O checheno Islam não é um combatente como os outros. "Se os russos me levarem como prisioneiro, não me vão trocar por ninguém", afirma o soldado de 33 anos, que luta perto da linha de frente com o exército ucraniano. "Eles vão torturar-me e depois exibir-me na TV", acrescenta.

Islam, um dissidente refugiado na Polónia há duas décadas, integrou em abril o batalhão Xeque Mansur, fundado em 2014 após a anexação da Crimeia e formado principalmente por veteranos das guerras da Chechénia.

O grupo foi batizado com o nome de um comandante militar checheno que lutou contra a expansão russa no Cáucaso no século XVIII, para recordar que a sede de independência do seu povo é antiga.

Assim como Islam — cabeça raspada e longa barba, como todos os colegas — "algumas centenas de homens" viajaram de maneira voluntária à Ucrânia para ajudar Kiev e lutar contra Moscovo.

Quantos são? Onde estão? Como lutam? Islam, entrevistado em Zaporizhzhia ao lado de outros dois integrantes do grupo, não responde e também não revela a sua identidade, para evitar represálias contra a sua família, que permanece na Chechénia.

De facto, do outro lado da linha de frente, há outros chechenos, leais ao Kremlin e integrados aos comandos "Kadyrovtsy". Estas milícias de reputação sinistra estão mobilizadas no exército russo. Alguns citam 8.000 homens, mas este é número impossível de verificar.

"Queremos mostrar que nem todos os chechenos são como eles e que muitos consideram os russos agressores e invasores", argumenta Islam. Para ele, a guerra de agora é "uma continuidade do que começou no Cáucaso".

Grozny, a capital da Chechénia, sofreu o mesmo destino que Mariupol, quando foi arrasada há mais de duas décadas pelas bombas russas. A pequena república de maioria muçulmana foi devastada por duas guerras violentas.

A última, iniciada por Vladimir Putin em 1999, acabou com a chegada ao poder em 2007 do temível Ramzan Kadyrov, um miliciano pró-Moscovo acusado de reprimir violentamente os seus críticos.

Como consequência, 250 mil chechenos fugiram do país e passaram a morar em vários países da Europa, na Turquia e nos Emirados Árabes Unidos.

"Decidi integrar o batalhão para lavar a honra dos chechenos que Moscovo tenta fazer passar por terroristas" explica Islam, que é solteiro e documenta na internet os crimes de guerra cometidos pela Rússia, o que lhe rende ameaças.

Islam segue as ordens do vice-comandante Mansur, de 40 anos, que exibe muitas cicatrizes. "Dois dos nossos morreram, outros ficaram feridos.
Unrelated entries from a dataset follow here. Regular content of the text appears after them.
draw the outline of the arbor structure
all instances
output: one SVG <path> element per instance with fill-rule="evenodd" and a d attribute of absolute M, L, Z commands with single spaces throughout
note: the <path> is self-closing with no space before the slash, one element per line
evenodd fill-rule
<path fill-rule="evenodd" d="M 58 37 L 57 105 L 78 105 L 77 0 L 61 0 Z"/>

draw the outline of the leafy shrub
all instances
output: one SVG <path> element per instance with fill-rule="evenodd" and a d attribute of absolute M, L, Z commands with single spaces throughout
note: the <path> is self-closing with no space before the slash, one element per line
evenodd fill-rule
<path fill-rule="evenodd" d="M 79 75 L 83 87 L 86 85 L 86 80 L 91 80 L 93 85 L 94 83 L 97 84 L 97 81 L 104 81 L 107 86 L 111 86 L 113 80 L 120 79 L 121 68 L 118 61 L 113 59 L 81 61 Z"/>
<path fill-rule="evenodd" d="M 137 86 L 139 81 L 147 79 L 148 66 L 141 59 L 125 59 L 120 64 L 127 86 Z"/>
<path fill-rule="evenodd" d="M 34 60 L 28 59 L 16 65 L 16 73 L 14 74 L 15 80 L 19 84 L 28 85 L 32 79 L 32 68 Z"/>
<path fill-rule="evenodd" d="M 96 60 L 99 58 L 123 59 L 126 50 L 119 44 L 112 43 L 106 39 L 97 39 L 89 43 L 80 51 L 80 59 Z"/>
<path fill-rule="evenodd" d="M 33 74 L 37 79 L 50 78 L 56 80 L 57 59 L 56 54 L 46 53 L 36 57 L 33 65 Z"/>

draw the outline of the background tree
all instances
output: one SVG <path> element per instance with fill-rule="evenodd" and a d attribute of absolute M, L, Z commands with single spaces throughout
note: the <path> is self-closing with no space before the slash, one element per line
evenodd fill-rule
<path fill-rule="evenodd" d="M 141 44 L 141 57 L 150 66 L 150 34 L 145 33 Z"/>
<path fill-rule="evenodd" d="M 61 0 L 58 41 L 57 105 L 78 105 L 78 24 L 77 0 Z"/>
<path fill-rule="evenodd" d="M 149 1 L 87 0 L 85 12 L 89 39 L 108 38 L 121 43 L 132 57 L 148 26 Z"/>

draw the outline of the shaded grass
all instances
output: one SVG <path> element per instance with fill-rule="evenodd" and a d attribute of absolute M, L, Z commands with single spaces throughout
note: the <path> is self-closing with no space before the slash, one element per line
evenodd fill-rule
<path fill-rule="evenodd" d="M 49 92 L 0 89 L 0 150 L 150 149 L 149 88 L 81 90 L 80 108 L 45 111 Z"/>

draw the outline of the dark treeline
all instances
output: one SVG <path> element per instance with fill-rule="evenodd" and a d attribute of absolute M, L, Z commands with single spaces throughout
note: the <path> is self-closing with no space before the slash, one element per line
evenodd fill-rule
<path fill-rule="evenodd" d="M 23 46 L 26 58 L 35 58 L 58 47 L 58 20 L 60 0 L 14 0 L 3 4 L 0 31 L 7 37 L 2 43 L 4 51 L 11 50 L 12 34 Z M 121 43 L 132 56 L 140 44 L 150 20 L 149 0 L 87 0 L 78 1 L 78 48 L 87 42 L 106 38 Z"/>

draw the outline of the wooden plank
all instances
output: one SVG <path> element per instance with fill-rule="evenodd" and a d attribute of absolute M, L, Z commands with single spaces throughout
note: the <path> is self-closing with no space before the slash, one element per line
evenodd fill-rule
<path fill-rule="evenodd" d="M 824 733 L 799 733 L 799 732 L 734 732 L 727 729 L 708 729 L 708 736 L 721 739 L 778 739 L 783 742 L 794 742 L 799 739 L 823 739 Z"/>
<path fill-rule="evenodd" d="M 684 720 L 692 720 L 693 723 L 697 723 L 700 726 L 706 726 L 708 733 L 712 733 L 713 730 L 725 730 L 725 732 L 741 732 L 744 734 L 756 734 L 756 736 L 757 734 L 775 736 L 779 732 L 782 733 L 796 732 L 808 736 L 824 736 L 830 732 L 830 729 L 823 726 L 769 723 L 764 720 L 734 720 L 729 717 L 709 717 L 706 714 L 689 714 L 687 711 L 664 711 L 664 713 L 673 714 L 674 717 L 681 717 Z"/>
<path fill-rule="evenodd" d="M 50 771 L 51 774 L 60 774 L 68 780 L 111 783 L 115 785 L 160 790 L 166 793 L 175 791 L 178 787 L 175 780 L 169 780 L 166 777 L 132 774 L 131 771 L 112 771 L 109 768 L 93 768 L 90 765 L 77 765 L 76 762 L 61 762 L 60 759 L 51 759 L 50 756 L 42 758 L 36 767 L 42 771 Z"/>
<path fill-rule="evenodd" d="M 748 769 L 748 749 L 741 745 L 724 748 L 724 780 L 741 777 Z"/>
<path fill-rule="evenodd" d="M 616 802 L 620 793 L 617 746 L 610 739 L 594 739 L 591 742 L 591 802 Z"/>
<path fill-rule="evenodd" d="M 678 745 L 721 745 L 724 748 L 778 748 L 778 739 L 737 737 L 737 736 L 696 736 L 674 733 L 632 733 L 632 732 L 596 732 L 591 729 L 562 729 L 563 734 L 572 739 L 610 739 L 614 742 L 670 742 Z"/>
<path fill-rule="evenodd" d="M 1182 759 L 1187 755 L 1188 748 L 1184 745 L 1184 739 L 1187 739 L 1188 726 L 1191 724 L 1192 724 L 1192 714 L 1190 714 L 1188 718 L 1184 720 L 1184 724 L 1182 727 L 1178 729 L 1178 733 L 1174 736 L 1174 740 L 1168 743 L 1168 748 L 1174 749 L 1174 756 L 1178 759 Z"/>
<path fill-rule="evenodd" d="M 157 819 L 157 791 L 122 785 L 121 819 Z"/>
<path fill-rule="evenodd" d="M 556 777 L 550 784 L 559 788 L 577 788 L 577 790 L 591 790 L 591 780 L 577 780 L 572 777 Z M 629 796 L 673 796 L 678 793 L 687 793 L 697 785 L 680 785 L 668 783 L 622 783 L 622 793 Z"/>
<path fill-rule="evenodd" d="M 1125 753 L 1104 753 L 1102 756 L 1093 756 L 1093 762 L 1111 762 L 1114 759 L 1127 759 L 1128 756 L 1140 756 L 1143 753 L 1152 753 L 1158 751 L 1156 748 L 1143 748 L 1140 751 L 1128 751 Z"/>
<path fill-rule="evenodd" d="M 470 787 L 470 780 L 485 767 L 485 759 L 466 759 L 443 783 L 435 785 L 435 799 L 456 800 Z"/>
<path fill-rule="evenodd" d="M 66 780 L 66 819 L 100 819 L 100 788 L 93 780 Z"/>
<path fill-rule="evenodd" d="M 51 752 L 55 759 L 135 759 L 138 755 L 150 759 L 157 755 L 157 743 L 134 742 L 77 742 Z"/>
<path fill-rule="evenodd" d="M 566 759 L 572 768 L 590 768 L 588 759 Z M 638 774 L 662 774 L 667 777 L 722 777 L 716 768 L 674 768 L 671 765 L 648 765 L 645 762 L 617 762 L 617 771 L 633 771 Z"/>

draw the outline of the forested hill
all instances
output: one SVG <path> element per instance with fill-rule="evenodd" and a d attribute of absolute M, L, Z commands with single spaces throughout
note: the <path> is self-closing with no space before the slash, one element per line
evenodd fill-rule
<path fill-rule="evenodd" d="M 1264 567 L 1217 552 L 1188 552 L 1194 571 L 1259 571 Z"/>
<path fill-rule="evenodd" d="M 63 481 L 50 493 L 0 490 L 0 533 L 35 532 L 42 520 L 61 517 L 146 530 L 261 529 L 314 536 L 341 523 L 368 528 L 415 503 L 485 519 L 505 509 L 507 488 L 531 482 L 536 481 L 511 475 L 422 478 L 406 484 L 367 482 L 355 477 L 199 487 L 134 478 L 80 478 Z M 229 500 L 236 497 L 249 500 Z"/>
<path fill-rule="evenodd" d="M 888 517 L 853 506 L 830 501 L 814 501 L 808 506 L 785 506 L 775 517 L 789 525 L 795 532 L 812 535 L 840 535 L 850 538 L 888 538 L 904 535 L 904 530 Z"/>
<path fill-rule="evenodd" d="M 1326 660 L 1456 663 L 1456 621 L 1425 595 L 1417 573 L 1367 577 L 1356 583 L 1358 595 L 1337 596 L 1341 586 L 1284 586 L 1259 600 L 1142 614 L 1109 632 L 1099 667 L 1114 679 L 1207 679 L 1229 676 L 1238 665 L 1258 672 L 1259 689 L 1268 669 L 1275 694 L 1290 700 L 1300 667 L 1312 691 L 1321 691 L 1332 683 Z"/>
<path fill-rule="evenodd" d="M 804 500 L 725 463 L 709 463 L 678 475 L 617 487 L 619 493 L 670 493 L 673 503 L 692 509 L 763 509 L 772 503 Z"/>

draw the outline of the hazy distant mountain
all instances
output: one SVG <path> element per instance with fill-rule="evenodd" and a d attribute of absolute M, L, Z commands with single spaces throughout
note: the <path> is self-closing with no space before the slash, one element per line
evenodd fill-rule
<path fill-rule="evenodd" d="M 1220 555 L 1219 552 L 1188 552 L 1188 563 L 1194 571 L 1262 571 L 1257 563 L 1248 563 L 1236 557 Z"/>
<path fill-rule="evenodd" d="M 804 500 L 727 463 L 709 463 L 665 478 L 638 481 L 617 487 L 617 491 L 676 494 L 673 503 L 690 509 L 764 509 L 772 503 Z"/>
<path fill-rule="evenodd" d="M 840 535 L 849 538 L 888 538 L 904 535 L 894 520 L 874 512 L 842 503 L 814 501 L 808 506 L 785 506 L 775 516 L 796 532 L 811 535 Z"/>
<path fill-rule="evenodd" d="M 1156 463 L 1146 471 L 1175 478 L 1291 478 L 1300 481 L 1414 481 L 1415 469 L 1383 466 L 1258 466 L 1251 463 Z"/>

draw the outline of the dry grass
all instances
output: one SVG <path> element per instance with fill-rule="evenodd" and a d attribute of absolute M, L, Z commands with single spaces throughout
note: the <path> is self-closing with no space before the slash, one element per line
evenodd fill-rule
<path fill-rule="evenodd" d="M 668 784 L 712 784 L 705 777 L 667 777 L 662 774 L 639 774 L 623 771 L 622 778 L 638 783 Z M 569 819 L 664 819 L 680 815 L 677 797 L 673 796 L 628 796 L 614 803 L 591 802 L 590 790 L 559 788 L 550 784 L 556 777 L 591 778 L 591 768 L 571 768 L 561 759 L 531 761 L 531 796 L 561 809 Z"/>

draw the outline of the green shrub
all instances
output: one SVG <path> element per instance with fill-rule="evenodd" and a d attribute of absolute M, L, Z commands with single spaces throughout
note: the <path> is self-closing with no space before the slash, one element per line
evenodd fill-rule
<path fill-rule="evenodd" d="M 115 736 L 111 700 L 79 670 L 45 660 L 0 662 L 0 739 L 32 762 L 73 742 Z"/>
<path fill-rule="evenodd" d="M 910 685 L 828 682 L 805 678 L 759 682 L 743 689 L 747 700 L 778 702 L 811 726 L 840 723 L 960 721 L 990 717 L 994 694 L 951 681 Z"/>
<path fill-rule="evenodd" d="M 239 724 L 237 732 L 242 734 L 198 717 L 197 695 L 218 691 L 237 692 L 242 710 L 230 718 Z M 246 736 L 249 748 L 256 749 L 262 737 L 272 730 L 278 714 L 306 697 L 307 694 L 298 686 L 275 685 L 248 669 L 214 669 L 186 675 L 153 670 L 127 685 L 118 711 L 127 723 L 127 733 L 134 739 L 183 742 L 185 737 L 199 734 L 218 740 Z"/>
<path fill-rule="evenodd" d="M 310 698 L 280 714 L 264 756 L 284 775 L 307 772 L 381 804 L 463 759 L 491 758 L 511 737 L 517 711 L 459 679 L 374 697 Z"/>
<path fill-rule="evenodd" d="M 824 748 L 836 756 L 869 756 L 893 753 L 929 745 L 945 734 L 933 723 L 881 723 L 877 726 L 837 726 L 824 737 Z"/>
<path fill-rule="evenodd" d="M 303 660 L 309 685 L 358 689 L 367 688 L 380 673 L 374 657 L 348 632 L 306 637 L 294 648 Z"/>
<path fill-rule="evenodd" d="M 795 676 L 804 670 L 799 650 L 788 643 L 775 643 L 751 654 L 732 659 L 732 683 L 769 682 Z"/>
Mas o importante é estar aqui. Temos coisas para ensinar aos soldados locais", afirmou o vice-comandante.

Os chechenos, não oficialmente integrados ao exército ucraniano, estão equipados com material recuperado do inimigo e são alimentados pela população local, de maioria ortodoxa, que parece ter uma opinião positiva sobre os chechenos.

"Não estamos aqui para impor preceitos islâmicos, e sim para combater um inimigo comum e defender a liberdade", disse Mansur, para quem, no entanto, esta é "uma forma de jihad".

Visto que vários chechenos residentes na Europa se uniram nos últimos anos às fileiras do Estado Islâmico, as autoridades ucranianas permaneceram durante muito tempo céticas sobre este tipo de apoio. Alguns, de resto, foram incluídos numa lista de sanções por terrorismo por elementos pró-Rússia no poder, porque são procurados pela Interpol a pedido de Moscovo.

"Mas tudo isso foi antes da invasão. Agora a visão do governo (ucraniano) sobre nós mudou", declarou Islam, que lembra que há combatentes cristãos no batalhão, atualmente considerado um "aliado", a tal ponto que alguns ucranianos preferem unir-se ao batalhão, e não ao exército.

Este é o caso de Asadula, um atleta que se converteu ao Islão e que afirma admirar estas "pessoas de honra e dignidade", apesar de tudo que sofreram. "O desejo de independência e de justiça é um exemplo para todos nós", declara, orgulhoso de ter sido aceite pelos seus "irmãos de armas".